Farmers is standing by its original decision after the Becerras rejected an offer of $750,000 as settlement. The attorney for the company asked the jury pool in the case – which is largely composed of people affected by the Oklahoma tornado – to turn off their “emotional switch” and judge the case fairly.

This is hardly the first time an insurance company has been sued following the 2013 tornado. A class-action lawsuit in Comanche County against Farmers resulted in a jury award of $130 million dollars.

More broadly, the Oklahoma Insurance Department told the news team that nearly 300 complaints were filed against insurance companies after the tornado.

Tornado damage is typically covered under homeowners insurance policies, though statistics from various insurance bodies suggest some policyholders wind up significantly uninsured.

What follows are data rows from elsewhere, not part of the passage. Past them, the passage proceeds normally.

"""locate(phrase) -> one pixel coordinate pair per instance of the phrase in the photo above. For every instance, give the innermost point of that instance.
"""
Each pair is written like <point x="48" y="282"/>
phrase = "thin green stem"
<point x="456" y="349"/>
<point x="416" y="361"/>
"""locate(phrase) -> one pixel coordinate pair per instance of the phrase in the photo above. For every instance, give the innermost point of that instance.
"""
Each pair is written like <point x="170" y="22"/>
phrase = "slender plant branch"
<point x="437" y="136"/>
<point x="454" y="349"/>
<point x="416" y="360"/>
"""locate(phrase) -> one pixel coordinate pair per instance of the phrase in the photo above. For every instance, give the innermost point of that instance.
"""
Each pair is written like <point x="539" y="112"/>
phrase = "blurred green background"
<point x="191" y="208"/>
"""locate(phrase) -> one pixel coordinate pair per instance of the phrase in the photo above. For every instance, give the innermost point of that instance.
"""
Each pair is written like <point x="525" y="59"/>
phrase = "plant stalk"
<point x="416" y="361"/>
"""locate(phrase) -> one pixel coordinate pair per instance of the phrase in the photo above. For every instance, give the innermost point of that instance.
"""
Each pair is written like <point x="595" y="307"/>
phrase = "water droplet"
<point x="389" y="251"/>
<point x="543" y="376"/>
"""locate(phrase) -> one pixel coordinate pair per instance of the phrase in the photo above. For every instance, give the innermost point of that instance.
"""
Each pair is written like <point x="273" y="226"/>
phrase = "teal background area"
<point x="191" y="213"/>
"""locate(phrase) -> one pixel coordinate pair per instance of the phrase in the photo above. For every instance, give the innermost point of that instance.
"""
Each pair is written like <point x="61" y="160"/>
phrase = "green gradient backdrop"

According to a 2008 study from Marshall & Swift, a full 64% of US homes are undervalued for insurance purposes. That number only increased as home values tanked an average 33% in the late 2000s and consumers began looking for ways to save money.

The result? People may not have enough money to rebuild their homes.

In fact, the same study suggests most policies leave homeowners with enough money to rebuild just 81% of homes.

Any renters in the area may be in even more trouble. Only 43% carry renter’s insurance, according to statistics from the Insurance Research Council.

Additional help may come from a presidential declaration of disaster, in which the uninsured or underinsured could receive federal aid. However, individual payments are capped at a little more than $30,000 and the average payment is likely to be much lower.

To mitigate any risk of underinsured homeowners, agents are urged to reevaluate their clients’ amount of coverage every two years, making note of major changes such as home remodeling or roof replacement.